ERIC Number: ED481031
Record Type: RIE
Publication Date: 2003-Apr-21
Reference Count: 0
The Educational Outcomes of Occupational Sub-Baccalaureate Students: Evidence from the 1990s.
Alfonso, Mariana; Bailey, Thomas R.; Scott, Marc
This study asks if occupational education bestows advantages or disadvantages on the students who pursue it, and how the educational experiences of occupational students compare to the experiences of students in academic programs. The authors used the Beginning Postsecondary Student Longitudinal Study of 1989-94 and 1995-98 to analyze educational outcomes of sub-baccalaureate occupational students. The findings suggest that occupational students pursuing an associate degree complete their degree goals less often than their academic counterparts. The gap remains after controlling for factors such as students characteristics and expectations. The authors conclude that the community college has yet to figure out and implement the optimal approach to providing direct occupational preparation within an institutional structure that rests on an academically oriented foundation. Findings indicate that the 3-year persistence rate for all students in the 1995-98 study was 55.9%, compared to 52.0% for occupational students, and 58.2% for academic students. Persistence includes academic students who are still enrolled, those who earned an AA or AS degree, and those who transfer to a four-year institution. Students who are still enrolled after 5 years are in an ambiguous category, having neither achieved their goals nor abandoned them. The authors conclude that failure to complete a degree or certificate program within 5 years is an indication of a problem. Attached are the PowerPoint print-outs for the presentation. (Contains 32 references and 6 tables.) (NB)

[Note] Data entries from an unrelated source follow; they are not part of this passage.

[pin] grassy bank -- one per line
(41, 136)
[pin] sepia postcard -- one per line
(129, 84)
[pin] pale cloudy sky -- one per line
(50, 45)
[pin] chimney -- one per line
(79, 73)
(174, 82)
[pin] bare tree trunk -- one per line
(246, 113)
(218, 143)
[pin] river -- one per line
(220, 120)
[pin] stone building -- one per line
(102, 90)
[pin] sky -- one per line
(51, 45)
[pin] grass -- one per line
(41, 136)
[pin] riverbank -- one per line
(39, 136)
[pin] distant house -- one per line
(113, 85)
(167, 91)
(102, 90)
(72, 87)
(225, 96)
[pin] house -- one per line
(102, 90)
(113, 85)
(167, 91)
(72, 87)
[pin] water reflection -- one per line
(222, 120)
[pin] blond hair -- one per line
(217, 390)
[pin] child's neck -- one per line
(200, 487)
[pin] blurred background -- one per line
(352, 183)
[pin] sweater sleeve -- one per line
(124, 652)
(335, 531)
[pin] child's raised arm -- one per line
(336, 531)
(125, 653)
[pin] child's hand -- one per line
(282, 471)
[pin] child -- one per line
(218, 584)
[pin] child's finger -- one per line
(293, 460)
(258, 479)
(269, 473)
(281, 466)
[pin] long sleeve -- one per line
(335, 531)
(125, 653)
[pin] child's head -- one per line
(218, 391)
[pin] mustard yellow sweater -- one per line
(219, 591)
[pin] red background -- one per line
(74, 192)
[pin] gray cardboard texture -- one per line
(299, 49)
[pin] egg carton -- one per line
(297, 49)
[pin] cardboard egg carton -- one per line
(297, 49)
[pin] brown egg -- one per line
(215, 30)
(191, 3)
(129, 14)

Publication Type: Information Analyses; Reports - Research; Speeches/Meeting Papers
Education Level: N/A
Sponsor: Department of Education, Washington, DC.
Authoring Institution: Columbia Univ., New York, NY. Community Coll. Research Center.; New York Univ., NY. School of Education.
Note: Paper prepared the Annual Meeting of the American Educational Research Association (Chicago, IL, April 21-25, 2003).